Key risk factors for mortality after pneumonectomy for lung cancer: insights from a large single-center cohort study
- PMID: 40809274
- PMCID: PMC12340288
- DOI: 10.21037/jtd-2024-2204
Key risk factors for mortality after pneumonectomy for lung cancer: insights from a large single-center cohort study
Abstract
Background: Surgery remains the most effective treatment for patients with non-small cell lung cancer (NSCLC). However, pneumonectomy is usually associated with high mortality and morbidity rates. Defining post-operative death after such extensive procedures remains controversial. This study aimed to assess the 30- and 90-day post-pneumonectomy mortality rates. The secondary aim was to identify the most critical factors determining early post-pneumonectomy mortality.
Methods: This retrospective, single-institution cohort study was conducted at a high-volume center and included a large group of 514 patients who underwent pneumonectomy for NSCLC from 2006 to 2020. Our analysis considered patient comorbidities, staging, surgical techniques, neoadjuvant chemotherapy, and major complications, and examined their associations with 30- and 90-day mortality rates.
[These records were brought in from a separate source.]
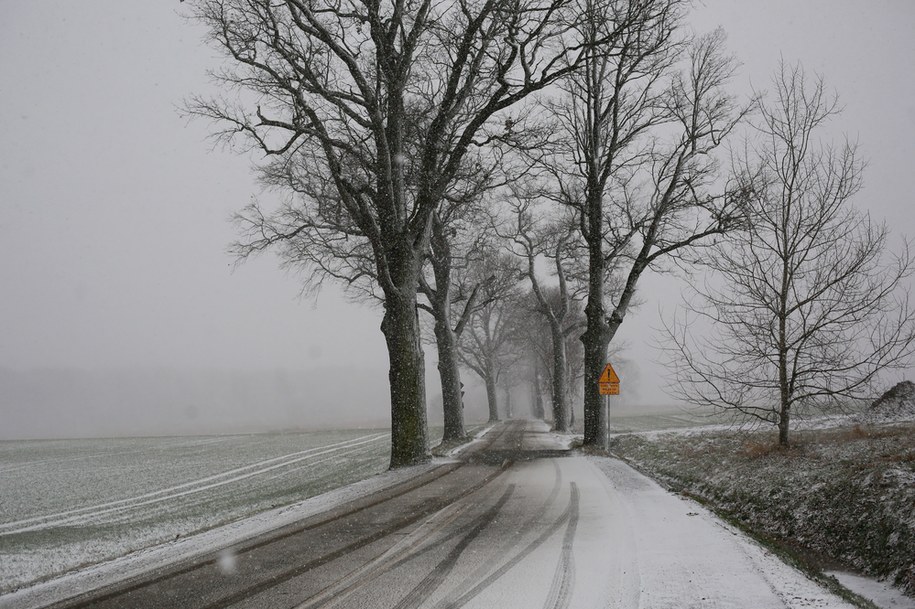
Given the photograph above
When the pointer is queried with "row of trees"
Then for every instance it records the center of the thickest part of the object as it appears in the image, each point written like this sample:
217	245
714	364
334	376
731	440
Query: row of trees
433	156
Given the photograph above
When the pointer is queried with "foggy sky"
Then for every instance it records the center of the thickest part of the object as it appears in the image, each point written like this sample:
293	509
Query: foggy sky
114	210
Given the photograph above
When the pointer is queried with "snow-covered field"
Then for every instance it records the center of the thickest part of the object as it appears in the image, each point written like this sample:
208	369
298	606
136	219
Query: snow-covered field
65	504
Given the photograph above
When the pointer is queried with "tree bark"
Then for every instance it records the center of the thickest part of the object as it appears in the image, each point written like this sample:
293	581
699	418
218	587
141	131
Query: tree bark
560	405
536	395
450	376
492	396
406	372
596	337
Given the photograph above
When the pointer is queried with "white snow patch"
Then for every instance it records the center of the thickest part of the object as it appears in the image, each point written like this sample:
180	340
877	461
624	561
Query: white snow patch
880	593
160	556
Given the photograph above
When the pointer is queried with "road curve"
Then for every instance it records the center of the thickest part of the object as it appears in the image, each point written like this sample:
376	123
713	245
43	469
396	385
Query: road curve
516	522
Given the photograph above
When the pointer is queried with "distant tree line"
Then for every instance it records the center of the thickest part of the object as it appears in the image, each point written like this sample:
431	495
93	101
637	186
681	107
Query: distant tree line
510	169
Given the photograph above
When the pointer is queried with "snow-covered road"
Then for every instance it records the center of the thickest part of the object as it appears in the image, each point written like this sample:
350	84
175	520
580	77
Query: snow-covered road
514	523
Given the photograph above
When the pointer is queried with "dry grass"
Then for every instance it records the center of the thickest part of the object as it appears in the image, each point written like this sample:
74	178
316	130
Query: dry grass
847	494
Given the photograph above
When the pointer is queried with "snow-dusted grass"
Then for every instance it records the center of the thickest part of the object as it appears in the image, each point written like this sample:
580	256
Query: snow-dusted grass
66	504
846	494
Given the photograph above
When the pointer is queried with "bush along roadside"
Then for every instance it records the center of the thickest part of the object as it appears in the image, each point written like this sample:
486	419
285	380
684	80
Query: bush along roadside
843	495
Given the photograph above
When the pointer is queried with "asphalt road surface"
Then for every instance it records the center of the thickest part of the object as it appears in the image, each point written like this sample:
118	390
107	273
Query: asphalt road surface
516	521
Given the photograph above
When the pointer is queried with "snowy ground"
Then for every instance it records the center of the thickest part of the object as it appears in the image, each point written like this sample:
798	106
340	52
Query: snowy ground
844	492
67	504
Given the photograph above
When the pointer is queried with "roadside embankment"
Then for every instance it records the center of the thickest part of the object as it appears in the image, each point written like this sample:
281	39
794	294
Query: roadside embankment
843	497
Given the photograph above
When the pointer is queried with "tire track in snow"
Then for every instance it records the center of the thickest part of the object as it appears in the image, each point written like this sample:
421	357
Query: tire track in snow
71	516
429	584
511	562
564	578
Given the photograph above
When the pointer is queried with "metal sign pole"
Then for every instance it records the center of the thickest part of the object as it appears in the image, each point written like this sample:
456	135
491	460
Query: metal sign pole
607	422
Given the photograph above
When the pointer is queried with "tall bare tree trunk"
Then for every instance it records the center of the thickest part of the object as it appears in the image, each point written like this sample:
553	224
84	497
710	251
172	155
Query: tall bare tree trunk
560	404
406	372
450	375
536	394
596	338
492	396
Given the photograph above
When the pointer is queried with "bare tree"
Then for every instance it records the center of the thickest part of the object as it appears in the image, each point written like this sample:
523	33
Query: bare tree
458	235
804	306
637	162
554	242
369	109
485	345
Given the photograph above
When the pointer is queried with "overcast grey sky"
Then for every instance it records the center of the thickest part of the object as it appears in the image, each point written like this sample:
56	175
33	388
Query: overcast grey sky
113	209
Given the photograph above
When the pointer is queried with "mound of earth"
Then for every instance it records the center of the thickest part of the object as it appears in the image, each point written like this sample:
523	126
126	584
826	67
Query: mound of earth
896	404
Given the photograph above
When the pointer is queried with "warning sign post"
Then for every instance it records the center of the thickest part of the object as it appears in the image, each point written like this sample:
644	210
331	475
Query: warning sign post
608	384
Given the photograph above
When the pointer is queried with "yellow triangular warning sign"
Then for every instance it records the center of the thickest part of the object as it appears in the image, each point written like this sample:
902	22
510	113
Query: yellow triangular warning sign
608	375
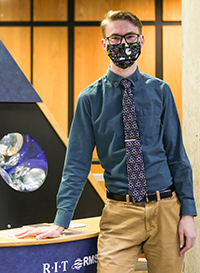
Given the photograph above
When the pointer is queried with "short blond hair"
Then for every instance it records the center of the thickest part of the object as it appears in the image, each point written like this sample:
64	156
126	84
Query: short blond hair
120	15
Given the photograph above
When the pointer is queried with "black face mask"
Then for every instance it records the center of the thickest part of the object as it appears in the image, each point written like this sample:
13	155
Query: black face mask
124	55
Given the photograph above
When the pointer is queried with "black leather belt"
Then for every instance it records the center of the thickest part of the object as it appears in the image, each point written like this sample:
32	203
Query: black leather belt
167	192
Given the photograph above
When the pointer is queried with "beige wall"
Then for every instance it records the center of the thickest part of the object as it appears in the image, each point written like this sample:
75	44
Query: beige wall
191	109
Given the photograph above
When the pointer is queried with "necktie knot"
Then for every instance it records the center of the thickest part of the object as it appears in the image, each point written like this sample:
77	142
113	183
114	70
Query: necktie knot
126	83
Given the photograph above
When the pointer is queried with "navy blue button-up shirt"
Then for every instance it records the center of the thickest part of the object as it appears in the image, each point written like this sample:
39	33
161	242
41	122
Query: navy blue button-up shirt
98	121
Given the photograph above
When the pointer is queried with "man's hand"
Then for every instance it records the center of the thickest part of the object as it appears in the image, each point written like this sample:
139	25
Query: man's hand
187	233
42	232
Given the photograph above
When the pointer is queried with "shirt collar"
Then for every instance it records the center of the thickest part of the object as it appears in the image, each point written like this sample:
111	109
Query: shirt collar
115	79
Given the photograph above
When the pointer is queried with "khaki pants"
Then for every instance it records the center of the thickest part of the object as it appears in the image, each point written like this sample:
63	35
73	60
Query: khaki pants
126	229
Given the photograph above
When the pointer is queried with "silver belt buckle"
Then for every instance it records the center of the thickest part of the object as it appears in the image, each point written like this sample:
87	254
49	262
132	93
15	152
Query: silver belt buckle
132	198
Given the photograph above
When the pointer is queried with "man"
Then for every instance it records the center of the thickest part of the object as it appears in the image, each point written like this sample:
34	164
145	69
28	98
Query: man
148	176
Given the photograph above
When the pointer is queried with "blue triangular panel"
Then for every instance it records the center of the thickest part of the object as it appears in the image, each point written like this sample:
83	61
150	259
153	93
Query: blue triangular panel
14	86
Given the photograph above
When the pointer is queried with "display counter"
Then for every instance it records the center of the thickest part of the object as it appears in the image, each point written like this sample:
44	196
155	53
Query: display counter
74	251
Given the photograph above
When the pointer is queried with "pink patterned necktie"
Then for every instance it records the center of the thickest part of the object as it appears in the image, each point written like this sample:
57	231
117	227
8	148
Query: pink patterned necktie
134	157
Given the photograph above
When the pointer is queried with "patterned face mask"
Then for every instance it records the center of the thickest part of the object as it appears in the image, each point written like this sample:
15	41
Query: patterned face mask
124	55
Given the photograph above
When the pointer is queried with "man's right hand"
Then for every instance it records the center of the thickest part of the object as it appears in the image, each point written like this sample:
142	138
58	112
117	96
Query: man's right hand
42	232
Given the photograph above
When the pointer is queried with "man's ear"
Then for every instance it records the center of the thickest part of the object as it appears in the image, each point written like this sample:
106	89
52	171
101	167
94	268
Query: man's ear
103	44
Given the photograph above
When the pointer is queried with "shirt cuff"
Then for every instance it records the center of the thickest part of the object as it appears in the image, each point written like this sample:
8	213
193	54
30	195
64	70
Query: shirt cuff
63	218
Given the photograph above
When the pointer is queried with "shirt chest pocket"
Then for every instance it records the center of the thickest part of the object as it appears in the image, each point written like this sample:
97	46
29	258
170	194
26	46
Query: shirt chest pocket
148	123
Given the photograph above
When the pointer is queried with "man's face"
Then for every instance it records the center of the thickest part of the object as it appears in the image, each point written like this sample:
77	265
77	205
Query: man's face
121	27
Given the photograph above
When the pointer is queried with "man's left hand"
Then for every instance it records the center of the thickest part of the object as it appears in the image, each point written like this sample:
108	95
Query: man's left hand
187	233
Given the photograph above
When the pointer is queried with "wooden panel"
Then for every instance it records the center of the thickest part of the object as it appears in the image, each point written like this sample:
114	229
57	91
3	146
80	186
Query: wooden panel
147	60
91	61
15	10
50	71
50	10
17	42
91	10
172	62
172	10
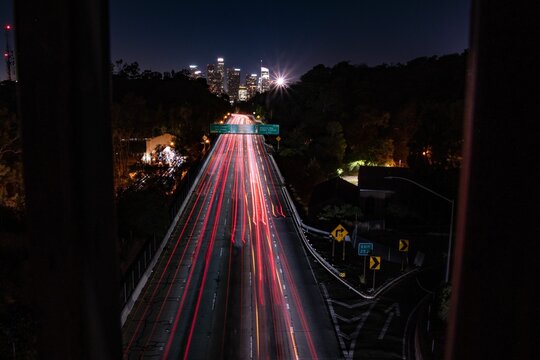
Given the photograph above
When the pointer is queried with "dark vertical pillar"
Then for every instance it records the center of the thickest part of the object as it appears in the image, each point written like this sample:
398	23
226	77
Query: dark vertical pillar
494	308
64	91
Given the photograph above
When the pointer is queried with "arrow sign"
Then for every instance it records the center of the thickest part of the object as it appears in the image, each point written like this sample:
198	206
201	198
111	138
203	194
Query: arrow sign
339	233
403	245
365	249
374	262
391	311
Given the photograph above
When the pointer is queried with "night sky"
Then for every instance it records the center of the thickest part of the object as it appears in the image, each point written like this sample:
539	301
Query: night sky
289	36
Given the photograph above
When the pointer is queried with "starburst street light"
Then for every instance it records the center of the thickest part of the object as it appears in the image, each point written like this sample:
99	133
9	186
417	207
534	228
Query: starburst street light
280	81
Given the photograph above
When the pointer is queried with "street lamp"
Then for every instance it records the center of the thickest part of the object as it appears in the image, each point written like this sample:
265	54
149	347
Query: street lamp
451	201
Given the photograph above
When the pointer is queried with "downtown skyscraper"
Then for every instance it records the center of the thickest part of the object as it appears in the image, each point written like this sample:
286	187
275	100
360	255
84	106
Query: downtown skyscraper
215	74
233	83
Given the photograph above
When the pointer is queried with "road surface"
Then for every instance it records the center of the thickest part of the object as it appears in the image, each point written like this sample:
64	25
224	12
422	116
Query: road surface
234	281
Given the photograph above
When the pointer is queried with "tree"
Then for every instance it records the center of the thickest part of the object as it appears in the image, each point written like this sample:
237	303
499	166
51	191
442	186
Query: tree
11	175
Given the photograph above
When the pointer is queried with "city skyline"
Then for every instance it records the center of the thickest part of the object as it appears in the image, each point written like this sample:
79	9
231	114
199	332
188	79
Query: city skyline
288	37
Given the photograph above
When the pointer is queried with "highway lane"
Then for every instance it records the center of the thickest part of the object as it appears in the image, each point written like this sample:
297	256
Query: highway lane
234	281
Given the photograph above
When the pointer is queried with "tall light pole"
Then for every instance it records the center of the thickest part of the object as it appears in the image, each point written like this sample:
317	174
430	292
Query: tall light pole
451	201
7	53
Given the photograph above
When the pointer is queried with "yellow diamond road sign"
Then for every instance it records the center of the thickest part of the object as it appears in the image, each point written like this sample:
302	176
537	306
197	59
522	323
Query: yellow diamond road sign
403	245
375	263
339	233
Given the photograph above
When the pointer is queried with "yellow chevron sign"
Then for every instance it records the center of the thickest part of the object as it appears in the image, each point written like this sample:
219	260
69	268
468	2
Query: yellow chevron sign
339	233
403	245
375	263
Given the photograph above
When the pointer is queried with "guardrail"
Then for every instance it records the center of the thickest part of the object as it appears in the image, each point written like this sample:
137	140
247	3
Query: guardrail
301	227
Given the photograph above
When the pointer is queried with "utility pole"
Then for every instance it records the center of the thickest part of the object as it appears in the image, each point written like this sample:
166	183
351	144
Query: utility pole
8	53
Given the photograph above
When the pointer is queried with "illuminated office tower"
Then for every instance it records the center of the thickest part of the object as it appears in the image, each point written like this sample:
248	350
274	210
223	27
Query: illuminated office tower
194	72
221	75
251	85
264	80
242	93
212	79
233	83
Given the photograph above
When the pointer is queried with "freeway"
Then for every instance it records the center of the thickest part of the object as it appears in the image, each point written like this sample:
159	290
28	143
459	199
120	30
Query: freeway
234	281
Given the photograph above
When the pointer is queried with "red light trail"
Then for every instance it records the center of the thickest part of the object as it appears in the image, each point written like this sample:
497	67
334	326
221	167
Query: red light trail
256	311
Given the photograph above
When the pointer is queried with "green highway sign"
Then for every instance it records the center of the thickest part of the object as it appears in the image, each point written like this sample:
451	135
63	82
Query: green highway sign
261	129
268	129
220	128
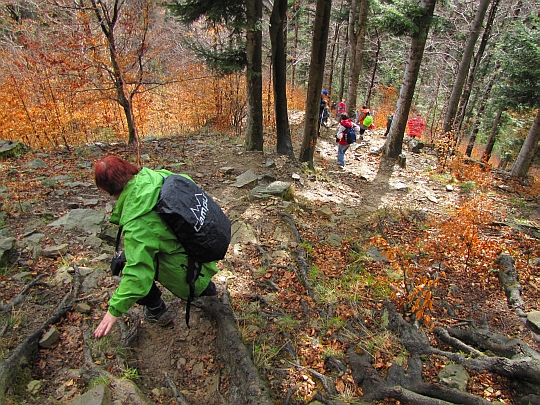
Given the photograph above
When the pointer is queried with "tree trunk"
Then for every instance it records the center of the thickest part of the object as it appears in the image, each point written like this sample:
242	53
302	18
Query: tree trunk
392	147
374	72
492	137
295	45
356	45
316	72
457	89
334	50
479	114
528	150
254	126
107	24
341	90
468	87
279	62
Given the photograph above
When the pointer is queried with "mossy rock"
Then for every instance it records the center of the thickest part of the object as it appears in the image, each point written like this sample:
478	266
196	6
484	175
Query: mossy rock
10	149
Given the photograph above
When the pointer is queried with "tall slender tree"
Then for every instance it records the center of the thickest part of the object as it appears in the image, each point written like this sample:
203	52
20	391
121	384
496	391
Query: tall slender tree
463	70
254	121
460	117
392	146
241	16
316	73
279	71
356	45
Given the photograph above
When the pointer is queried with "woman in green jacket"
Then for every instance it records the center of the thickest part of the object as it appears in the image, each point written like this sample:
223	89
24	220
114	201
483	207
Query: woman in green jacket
152	250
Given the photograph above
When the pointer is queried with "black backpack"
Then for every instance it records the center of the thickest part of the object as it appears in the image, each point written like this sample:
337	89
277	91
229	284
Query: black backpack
350	135
198	222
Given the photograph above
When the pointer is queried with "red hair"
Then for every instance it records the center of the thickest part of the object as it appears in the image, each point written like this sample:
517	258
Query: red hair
112	174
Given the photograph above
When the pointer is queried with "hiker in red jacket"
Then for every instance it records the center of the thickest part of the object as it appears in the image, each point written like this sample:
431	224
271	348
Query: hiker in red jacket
416	126
341	137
We initially performed a univariable Cox regression analysis, followed by multivariable analyses, including variables with P<0.1.
Results: The 30- and 90-day mortality was equal to 4.3% and 9.1%, respectively. For 30-day mortality, statistically significant factors included the occurrence of a bronchopleural fistula (BPF) [hazard ratio (HR) =5.128; 95% confidence interval (CI): 2.009-13.087; P<0.001], positive bronchial resection margin (HR =7.917; 95% CI: 2.61-24.01; P<0.001) and the prolonged intubation (>48 hours) (HR =3.822; 95% CI: 1.06-13.785; P=0.041). For the 90-day mortality, the presence of the BPF (HR =5.284; 95% CI: 2.706-10.318; P<0.001), positive bronchial resection margin (HR =3.528; 95% CI: 1.370-9.083; P=0.009), chest wall infiltration (HR =3.770; 95% CI: 1.121-12.676; P=0.03), and prolonged intubation (>48 hours) (HR =2.912; 95% CI: 1.102-7.649; P=0.03) were the statistically significant risk factors.
Conclusions: A 90-day follow-up period should be considered when assessing short-term mortality rates after major pulmonary resections. Monitoring long-term mortality is important, as the mortality rate in our group doubled after 3 months. BPF, prolonged intubation, chest wall infiltration, and positive bronchial resection margin significantly increase the risk of 30- and 90-day mortality rates.
Keywords: 30-day mortality; 90-day mortality; bronchopleural fistula (BPF); non-small cell lung cancer (NSCLC); pneumonectomy.
Copyright © 2025 AME Publishing Company. All rights reserved.
Conflict of interest statement
Conflicts of Interest: All authors have completed the ICMJE uniform disclosure form (available at https://jtd.amegroups.com/article/view/10.21037/jtd-2024-2204/coif). Mikołaj Kamiński reports that he has received support for conference participation from the following companies: Medac, Berlin-Chemie Menarini, Boehringer Ingelheim, and Eli Lilly. The other authors have no conflicts of interest to declare.